Foster Care Month: A new support village for single foster moms

A relationship that started over one tiny, curly-haired, beautiful baby girl might just improve foster care for many.

That baby, named Faith, brought foster moms Erin Myers and Rachel Diana Hudson together. She was placed in foster care with Myers in January and stayed with her while caseworkers looked for family that might be able to care for her. That family turned out to be Hudson, whose cousin is the baby’s mom.

It’s a situation that could have been contentious. But the two women met and instantly realized they have so much in common. Both talked about not only wanting to foster children and help them reunite with their parents, but also to do something bigger to improve foster care.

They settled on starting a group for single foster moms. In just a few weeks, the group GCA Village has more than 50 members. They hope to grow it into a support hub of respite, resources and other help for foster moms who don’t have the help of a partner in their homes.

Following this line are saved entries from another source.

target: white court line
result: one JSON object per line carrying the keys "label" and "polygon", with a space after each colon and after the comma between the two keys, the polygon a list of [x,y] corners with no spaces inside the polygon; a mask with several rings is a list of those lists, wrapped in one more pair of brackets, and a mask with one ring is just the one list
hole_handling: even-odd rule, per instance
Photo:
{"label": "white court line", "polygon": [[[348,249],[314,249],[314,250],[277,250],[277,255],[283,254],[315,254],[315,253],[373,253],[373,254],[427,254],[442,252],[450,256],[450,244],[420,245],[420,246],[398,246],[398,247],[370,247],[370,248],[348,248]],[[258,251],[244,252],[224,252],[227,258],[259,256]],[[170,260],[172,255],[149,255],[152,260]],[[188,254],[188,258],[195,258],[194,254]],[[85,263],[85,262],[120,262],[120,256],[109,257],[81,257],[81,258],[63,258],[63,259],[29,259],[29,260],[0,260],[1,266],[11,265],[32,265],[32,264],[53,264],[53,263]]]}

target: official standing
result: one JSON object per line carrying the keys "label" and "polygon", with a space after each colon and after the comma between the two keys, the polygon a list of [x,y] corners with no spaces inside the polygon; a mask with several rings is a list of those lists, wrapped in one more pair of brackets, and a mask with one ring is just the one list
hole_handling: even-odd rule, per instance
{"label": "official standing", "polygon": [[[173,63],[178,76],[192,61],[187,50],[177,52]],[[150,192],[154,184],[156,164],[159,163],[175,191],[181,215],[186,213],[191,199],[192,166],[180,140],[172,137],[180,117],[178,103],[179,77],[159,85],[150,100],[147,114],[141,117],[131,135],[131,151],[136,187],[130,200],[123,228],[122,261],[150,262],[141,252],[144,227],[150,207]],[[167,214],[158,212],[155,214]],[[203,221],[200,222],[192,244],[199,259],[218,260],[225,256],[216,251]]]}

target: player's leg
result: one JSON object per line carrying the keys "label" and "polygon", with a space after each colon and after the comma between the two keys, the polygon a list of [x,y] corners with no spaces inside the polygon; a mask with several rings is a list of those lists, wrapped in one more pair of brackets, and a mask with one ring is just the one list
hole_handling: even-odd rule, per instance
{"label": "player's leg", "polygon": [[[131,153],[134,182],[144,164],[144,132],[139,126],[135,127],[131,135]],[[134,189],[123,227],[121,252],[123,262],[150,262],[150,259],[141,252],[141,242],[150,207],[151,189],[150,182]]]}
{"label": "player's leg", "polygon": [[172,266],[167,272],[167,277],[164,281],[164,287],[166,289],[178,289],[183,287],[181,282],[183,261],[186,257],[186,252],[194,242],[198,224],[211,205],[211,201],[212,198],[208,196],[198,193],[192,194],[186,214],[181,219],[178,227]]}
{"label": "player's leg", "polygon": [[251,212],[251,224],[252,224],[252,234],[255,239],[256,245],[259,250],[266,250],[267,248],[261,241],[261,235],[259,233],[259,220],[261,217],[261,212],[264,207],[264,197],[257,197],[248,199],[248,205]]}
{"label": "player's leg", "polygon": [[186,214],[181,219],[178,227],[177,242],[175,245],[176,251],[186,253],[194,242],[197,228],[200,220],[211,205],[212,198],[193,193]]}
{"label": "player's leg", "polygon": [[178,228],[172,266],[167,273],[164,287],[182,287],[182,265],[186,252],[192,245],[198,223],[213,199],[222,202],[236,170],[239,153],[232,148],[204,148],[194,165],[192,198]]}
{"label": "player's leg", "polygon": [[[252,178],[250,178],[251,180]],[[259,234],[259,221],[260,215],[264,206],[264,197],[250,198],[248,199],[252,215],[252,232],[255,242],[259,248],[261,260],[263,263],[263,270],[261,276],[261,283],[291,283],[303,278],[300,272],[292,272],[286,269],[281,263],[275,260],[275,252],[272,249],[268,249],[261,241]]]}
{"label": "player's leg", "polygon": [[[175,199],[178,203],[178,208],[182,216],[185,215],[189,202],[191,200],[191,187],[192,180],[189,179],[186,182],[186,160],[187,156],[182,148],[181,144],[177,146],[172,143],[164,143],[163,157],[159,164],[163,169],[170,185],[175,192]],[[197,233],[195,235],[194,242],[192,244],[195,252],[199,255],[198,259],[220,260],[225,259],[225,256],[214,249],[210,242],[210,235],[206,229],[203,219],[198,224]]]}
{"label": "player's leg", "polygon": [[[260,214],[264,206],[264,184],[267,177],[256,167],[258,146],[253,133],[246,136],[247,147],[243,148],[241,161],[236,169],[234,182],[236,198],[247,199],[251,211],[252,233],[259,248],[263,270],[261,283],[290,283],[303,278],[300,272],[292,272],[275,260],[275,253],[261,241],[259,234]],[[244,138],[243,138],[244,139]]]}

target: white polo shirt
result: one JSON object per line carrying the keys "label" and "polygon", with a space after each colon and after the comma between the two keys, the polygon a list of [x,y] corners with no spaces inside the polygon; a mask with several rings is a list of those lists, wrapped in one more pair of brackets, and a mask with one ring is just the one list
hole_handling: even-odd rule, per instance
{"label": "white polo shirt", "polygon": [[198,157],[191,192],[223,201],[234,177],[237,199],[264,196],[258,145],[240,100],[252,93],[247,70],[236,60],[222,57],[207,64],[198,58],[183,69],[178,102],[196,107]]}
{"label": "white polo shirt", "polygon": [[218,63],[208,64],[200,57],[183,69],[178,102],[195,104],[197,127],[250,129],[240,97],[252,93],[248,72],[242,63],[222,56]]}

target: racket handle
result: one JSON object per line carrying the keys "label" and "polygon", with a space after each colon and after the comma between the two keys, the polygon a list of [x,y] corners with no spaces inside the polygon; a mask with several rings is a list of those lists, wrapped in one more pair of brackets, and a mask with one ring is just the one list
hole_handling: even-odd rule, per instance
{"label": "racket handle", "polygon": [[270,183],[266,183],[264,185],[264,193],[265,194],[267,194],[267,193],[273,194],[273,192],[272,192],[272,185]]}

“I have longed for this community for some time,” Hudson said. “It takes a village to raise a child even when married with a support system…I really hope that as the world opens back up, we can plan a few events to meet and get to know one another in person. Personally, I would like for this to be a safe place where single foster parents can come to connect, share, support, provide and receive resources, and I hope that we can come together to bridge gaps in services and better support current and future single foster parents.”
Their longer-term hopes include starting a childcare and advocacy center specifically for foster families. They want to provide trauma-competent care for children in the foster system and “cater to the crazy and hectic lives of foster parents,” Myers said. 
Myers, 25, knew some foster kids when she was in school so she was familiar with foster care and always planned to become a foster parent. But she had a picture in her mind of what a foster family should look like – she should marry, buy a house and have a beautiful fenced-in yard before starting to foster. 

A year ago, she made the decision to toss all that out the window. She realized she had “everything I needed within myself to be a safe and loving foster parent. I was done waiting to become what society told me I needed to be and took a leap of faith.”

Faith was her first placement. She is waiting for her second. She recently added a second bed to her home study so she can take siblings.

“I felt very nervous about meeting a member of my sweet foster daughter’s family,” Myers said. “When Rachel came over to introduce herself, I instantly knew we had very similar hearts. She very transparently told me her own story and her heart behind foster care, and I knew in that moment that our sweet girl would be safe with Rachel. Since then, we have bonded over mutual passions and dreams. I wholeheartedly believe that Rachel and I have connected for a reason, and the best is yet to come!”

Hudson, 30, has two biological sons and also was a surrogate . She has provided respite multiple times and fostered two placements, including Faith. Her interest in foster care started when her grandparents took custody of her after she “bounced around.” They were foster parents also.

“I realized how close I was to being ‘in the system’ had it not been for them,” she said.

She still gets help from Myers with Faith.

“We were worried at first it might be confusing or stressful for her, but she’s resilient,” Hudson said. “It’s wonderful for Faith. She knows who we both are and gets excited every time she sees either of us, which is reassuring.”

 Myers hopes that as this group grows, it will help prompt more people answer the call to be a foster parent.

“Our goal is to see families restored,” she said, “and lives changed.”